En fait, depuis l’après-guerre, les auteurs distinguent quatre grandes périodes dans les formulations concernant cette famille politique, périodes correspondant pour l’essentiel à des cycles économiques spécifiques. Après le néo-fascisme et la droite extrême cultivant un anticommunisme dur et pur de la fin des années ’40 aux années ’60, on est passé vers la fin des années ’70 à des mouvements poujadisants, anti-fiscalistes, combinant néo-libéralisme radical et démagogie anti-immigrés. Puis, à partir des années ’90 du siècle dernier, ces mouvements se sont radicalisés tandis que d’autres sont apparus, associant une xénophobie de plus en plus virulente à une acceptation formelle de la démocratie parlementaire…tant qu’elle pouvait les servir. Enfin, à partir du 21e siècle, ils ont poursuivi leur évolution dans un sens de plus en plus « populiste », battant monnaie de l’anti-islamisme au nom des « valeurs occidentales » et déclinant désormais une xénophobie sans complexe renouant avec le nationalisme d’autrefois, prospérant en Europe dans des régimes devenus peu à peu des « démocraties illibérales ». Et tout cela au nom de la défense des identités nationales, malmenées tantôt par « la mondialisation », tantôt par l’eurocratie, tantôt par des migrations massives non contrôlées. Et si tout cet argumentaire n’est pas faux, il n’en est que plus pernicieux car il irradie la droite modérée, voire le centre et le centre-gauche. Enfin, grâce aux « réseaux sociaux », les plus radicaux de ces mouvements communient dans les « vérités alternatives », et réussissent ainsi à contaminer d’assez vastes secteurs de l’opinion plutôt issus des classes populaires et désormais en manque de repères idéologiques, après le naufrage des communismes à la charnière des années 1980 et 1990…Et à chaque fois, les auteurs montrent que ni les périodes, ni les mouvements ne sont totalement étanches : il existe des passages assez fréquents de l’un à l’autre.

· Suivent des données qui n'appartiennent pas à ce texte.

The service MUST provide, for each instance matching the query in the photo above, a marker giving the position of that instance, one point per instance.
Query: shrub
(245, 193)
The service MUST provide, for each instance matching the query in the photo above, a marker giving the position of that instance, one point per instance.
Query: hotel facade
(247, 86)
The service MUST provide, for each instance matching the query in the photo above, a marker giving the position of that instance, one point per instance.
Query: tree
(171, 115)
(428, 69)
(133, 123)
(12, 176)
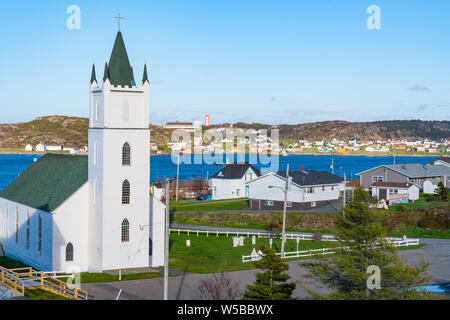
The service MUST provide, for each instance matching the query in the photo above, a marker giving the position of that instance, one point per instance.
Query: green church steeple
(119, 68)
(93, 77)
(106, 72)
(145, 76)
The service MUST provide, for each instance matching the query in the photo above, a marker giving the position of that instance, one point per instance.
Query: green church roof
(145, 76)
(119, 68)
(93, 77)
(47, 183)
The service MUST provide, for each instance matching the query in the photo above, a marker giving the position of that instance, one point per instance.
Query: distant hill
(379, 130)
(73, 131)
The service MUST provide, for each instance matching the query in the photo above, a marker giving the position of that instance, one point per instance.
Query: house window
(40, 234)
(28, 231)
(17, 224)
(125, 192)
(126, 154)
(7, 221)
(97, 111)
(69, 252)
(377, 179)
(125, 231)
(126, 111)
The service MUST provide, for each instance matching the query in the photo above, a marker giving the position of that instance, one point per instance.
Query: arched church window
(69, 252)
(126, 111)
(125, 231)
(126, 192)
(126, 154)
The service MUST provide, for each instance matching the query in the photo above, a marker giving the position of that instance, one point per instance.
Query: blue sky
(253, 61)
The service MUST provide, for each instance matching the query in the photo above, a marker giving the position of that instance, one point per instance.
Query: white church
(95, 213)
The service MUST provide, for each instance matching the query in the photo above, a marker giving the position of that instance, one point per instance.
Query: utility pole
(286, 189)
(166, 244)
(345, 189)
(395, 152)
(178, 173)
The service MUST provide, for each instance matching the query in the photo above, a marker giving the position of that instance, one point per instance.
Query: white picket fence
(265, 234)
(397, 242)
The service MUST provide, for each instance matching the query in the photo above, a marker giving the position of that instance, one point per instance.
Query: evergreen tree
(441, 191)
(361, 230)
(271, 284)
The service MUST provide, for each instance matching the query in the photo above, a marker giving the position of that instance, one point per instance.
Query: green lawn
(416, 232)
(214, 254)
(209, 205)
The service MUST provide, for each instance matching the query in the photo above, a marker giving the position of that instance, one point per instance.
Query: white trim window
(377, 178)
(125, 231)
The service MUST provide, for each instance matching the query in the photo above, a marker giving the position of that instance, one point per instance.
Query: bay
(12, 165)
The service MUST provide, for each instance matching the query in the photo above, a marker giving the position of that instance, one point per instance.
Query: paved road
(437, 252)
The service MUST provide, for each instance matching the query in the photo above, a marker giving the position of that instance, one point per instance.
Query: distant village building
(394, 192)
(188, 126)
(230, 182)
(41, 148)
(54, 148)
(405, 173)
(308, 189)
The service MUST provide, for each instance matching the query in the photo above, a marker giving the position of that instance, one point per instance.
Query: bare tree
(218, 286)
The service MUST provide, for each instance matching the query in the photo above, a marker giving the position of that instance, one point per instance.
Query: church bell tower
(119, 166)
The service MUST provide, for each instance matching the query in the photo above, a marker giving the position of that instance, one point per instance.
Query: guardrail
(19, 279)
(397, 242)
(262, 234)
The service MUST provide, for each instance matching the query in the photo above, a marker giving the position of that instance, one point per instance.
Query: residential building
(308, 189)
(405, 173)
(230, 181)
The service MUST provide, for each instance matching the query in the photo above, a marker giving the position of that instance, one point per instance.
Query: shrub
(317, 236)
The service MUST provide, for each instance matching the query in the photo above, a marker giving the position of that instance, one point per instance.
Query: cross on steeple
(118, 18)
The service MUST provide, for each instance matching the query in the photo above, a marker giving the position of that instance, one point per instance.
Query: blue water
(12, 165)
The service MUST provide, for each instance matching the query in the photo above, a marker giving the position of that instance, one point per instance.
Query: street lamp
(285, 190)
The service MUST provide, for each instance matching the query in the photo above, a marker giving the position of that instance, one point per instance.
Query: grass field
(416, 232)
(215, 254)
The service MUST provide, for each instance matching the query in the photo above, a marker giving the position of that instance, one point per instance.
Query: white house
(230, 182)
(308, 189)
(430, 186)
(395, 191)
(95, 213)
(41, 148)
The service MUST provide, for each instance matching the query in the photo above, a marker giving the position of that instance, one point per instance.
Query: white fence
(263, 234)
(397, 242)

En guise de conclusion, Vincent Scheltiens invite la gauche socialiste, qui est sa famille politique, à faire son examen de conscience…ou son autocritique : n’a-t-elle pas trop cédé aux sirènes du consumérisme et du libéralisme, délaissant les couches populaires au profit des « nouvelles classes moyennes » mondialisées, détricotant ainsi le tissu social et ouvrant un vaste champ d’expansion, avec ces classes populaires en déshérence, aux « nationaux-populisme » de tout poil ?

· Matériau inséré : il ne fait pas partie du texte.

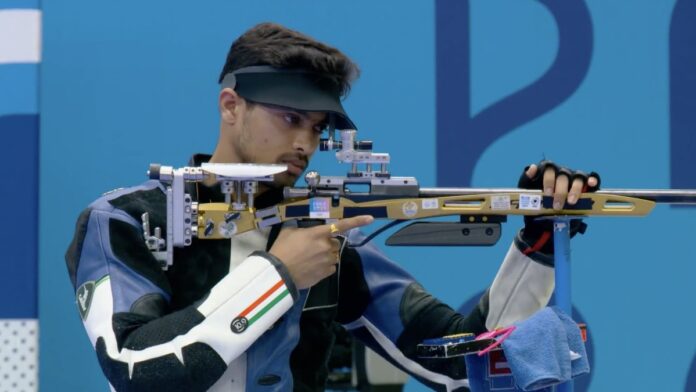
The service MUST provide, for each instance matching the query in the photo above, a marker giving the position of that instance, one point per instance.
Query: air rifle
(370, 191)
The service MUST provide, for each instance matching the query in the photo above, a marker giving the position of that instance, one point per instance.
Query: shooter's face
(274, 134)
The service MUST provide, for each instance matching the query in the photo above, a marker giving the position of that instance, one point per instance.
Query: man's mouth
(295, 167)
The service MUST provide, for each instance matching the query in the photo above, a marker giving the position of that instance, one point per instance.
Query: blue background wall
(129, 83)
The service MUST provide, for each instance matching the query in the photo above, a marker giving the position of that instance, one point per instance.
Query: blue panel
(18, 88)
(23, 4)
(682, 63)
(18, 248)
(461, 138)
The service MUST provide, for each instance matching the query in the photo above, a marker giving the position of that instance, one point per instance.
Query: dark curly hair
(277, 46)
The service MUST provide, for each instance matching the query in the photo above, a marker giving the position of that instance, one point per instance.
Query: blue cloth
(538, 351)
(581, 365)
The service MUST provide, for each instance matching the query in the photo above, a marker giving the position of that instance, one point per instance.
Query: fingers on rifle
(530, 171)
(575, 190)
(592, 182)
(549, 180)
(346, 224)
(561, 192)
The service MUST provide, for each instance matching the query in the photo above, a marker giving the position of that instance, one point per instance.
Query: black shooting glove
(537, 234)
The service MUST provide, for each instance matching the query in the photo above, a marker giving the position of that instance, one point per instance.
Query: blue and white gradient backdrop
(20, 55)
(127, 83)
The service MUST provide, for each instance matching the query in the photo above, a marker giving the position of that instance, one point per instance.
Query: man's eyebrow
(302, 113)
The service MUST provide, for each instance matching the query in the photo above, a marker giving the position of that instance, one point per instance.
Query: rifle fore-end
(219, 220)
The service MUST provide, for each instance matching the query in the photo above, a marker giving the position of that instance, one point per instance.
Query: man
(255, 313)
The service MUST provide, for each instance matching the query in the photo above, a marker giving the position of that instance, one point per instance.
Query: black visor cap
(293, 89)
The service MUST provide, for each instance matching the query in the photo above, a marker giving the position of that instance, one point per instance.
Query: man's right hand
(311, 254)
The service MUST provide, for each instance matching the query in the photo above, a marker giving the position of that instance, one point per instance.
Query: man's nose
(305, 141)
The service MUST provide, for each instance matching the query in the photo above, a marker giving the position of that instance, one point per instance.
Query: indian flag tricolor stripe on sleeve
(260, 307)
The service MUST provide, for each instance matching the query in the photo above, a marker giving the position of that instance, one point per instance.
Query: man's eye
(291, 118)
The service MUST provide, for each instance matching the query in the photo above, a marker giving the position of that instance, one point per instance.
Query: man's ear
(230, 105)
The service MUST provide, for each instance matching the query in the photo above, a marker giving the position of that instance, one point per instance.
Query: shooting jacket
(228, 317)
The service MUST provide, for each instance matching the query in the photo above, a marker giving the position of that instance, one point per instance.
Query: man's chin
(281, 180)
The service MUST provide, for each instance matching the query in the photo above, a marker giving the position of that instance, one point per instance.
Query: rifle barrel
(666, 196)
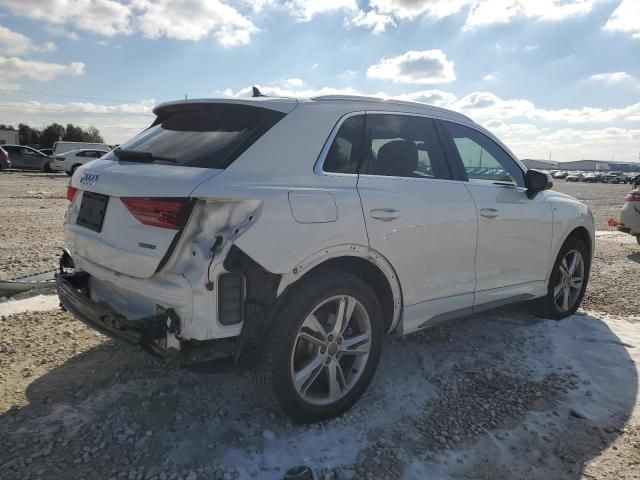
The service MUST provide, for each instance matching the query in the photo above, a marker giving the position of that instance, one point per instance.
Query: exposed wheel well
(582, 234)
(371, 275)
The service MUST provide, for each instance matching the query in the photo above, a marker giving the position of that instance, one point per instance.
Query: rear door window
(403, 146)
(202, 135)
(344, 153)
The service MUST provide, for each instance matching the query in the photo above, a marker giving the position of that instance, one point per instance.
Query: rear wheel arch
(362, 262)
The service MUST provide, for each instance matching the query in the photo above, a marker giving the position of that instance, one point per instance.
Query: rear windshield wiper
(143, 157)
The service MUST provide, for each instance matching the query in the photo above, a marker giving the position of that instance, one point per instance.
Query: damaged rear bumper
(149, 332)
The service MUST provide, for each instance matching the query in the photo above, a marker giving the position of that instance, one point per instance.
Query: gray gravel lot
(498, 396)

Il est temps, en effet, de se poser la question. Et d’y répondre.
Et pour être complet, signalons que cet ouvrage est paru originellement en néerlandais chez « ASP Editions-Académic & Scientific Publishers », sous le titre : Extreemrechts. De geschiedenis herhaalt zich niet (op dezelfde manier). Cette précision peut avoir son importance quand on sait que les droites extrêmes sont, pour différentes raisons qu’il conviendrait sans doute d’expliciter, beaucoup mieux implantées en Flandre qu’au pays wallon. Cela aussi, « c’est la Belgique ».